1. A method for extracting webpage text based on text node features comprises the following steps:

acquiring an HTML source code of a webpage to be extracted;

2. The method of claim 1, further comprising:

3. The method of claim 1, wherein the extracting of the text element is performed according to a web page text node attribute identifier and an HTML parser.

4. The method as claimed in claim 1, wherein the comparing of the node value of each element key node in the list with the node value in the body node library in sequence uses RKR-GST algorithm or edit distance algorithm of character string.

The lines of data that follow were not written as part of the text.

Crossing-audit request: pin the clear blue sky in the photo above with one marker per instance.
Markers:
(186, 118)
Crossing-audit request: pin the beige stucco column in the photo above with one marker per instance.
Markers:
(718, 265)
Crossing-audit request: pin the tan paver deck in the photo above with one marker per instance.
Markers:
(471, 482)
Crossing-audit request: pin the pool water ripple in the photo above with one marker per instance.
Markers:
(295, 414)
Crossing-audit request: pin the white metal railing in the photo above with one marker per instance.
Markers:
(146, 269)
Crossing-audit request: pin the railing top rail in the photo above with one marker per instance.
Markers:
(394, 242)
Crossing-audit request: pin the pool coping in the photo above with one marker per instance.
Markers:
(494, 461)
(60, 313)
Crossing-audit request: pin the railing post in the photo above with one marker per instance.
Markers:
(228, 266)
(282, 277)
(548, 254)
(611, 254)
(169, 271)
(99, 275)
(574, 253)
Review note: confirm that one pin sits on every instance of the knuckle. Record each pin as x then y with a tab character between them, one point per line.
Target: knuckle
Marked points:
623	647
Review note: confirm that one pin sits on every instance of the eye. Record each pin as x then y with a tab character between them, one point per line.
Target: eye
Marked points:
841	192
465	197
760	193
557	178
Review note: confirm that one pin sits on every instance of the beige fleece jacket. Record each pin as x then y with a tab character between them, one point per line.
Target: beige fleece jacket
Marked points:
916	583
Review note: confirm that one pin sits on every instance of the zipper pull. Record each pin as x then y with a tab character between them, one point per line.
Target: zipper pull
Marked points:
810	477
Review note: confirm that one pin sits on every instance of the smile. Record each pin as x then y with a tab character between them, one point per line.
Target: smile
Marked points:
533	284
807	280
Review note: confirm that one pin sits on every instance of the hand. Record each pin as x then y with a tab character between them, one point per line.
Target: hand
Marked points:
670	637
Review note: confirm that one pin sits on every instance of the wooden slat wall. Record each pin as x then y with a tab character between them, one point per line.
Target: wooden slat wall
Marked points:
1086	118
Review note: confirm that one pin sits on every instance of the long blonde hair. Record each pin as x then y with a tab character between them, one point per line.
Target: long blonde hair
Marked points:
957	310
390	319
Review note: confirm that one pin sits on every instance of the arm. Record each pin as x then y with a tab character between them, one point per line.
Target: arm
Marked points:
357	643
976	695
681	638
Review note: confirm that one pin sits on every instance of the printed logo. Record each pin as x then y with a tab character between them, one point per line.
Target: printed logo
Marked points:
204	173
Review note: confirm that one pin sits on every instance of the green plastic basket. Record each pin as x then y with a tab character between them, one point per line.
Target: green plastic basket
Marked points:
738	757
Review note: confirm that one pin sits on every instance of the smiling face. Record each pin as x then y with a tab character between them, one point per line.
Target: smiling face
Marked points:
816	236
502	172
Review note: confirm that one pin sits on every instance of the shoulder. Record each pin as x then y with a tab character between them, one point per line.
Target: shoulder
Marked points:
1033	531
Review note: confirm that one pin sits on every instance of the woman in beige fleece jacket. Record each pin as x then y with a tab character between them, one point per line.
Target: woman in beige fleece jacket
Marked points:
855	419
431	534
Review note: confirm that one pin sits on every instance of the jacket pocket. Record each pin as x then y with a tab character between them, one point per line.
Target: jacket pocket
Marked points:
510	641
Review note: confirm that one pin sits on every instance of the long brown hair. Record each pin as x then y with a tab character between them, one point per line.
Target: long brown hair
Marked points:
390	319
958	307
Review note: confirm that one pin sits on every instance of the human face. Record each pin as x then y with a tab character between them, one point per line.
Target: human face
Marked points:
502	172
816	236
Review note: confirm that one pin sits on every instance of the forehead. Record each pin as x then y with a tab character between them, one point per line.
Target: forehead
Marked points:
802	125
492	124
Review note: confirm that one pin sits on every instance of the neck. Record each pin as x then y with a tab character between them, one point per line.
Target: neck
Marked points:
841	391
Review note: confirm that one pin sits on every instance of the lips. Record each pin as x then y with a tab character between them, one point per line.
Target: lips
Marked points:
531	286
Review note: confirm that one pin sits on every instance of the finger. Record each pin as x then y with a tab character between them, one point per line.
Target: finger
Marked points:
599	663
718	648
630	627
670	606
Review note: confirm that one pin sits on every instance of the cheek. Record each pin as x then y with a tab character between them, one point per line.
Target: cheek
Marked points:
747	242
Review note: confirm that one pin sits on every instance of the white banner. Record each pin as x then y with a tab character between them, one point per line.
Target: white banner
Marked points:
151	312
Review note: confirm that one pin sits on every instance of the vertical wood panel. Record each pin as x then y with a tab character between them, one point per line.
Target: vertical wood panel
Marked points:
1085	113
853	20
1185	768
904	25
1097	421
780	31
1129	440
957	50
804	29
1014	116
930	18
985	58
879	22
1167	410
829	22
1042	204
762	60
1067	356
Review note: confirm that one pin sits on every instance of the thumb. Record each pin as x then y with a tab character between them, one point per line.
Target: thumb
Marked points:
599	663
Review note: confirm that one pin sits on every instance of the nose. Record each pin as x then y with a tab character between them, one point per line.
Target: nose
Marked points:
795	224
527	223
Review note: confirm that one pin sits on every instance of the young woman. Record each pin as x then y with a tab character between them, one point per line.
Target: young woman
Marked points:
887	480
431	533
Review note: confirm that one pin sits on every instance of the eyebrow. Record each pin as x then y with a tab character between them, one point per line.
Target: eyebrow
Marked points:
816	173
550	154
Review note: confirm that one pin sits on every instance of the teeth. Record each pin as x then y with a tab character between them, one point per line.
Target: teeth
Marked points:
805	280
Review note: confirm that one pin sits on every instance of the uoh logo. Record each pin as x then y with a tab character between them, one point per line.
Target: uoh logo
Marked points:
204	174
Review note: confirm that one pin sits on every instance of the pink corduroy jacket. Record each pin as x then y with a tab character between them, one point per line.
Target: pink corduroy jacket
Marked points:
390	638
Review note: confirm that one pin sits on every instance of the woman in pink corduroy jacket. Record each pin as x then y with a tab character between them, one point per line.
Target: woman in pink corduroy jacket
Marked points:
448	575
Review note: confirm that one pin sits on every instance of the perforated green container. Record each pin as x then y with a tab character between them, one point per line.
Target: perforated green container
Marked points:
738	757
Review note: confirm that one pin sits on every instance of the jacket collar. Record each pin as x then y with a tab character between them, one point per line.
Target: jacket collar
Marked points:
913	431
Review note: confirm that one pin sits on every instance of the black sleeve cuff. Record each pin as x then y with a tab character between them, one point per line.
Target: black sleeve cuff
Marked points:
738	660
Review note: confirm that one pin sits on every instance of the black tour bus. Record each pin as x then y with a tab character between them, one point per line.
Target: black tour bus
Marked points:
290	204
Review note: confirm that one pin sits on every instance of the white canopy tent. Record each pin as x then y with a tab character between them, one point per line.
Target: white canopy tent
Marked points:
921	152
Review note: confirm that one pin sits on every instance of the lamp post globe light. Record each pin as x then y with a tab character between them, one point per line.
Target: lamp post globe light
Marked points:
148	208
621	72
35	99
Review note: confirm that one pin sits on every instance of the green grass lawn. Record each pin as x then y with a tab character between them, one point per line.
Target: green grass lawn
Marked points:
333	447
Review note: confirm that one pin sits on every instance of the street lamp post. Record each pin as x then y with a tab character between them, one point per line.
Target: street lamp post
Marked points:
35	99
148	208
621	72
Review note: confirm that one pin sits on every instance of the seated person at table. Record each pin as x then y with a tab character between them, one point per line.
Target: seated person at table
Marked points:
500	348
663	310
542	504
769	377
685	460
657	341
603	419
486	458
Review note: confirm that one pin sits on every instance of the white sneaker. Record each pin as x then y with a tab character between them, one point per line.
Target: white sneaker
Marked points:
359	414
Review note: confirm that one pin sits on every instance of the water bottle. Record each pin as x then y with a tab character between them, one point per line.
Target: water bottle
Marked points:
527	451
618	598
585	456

5. A system for extracting a text of a web page based on text node features, the system comprising:

the sequencing module compares the node value of each element key node in the list with the node values in the node library in sequence, obtains the probability that the node value of each element key node is the text node attribute value and sequences the node values;

and the extraction module is used for extracting the text elements of the key element nodes according to the sequence of the probability of the attribute values of the text nodes, acquiring the text of the webpage to be judged, judging whether the text of the webpage to be judged exceeds a preset threshold value or not, and determining that the text of the webpage to be judged is the text of the webpage when the text of the webpage to be judged does not exceed the preset threshold value.

6. The system of claim 5, wherein the extraction of the text element is performed according to the attribute identifier of the web page text node and an HTML parser.

7. The system of claim 5, wherein the comparing of the node value of each element key node in the list with the node value in the body node library in sequence uses RKR-GST algorithm or editing distance algorithm of character string.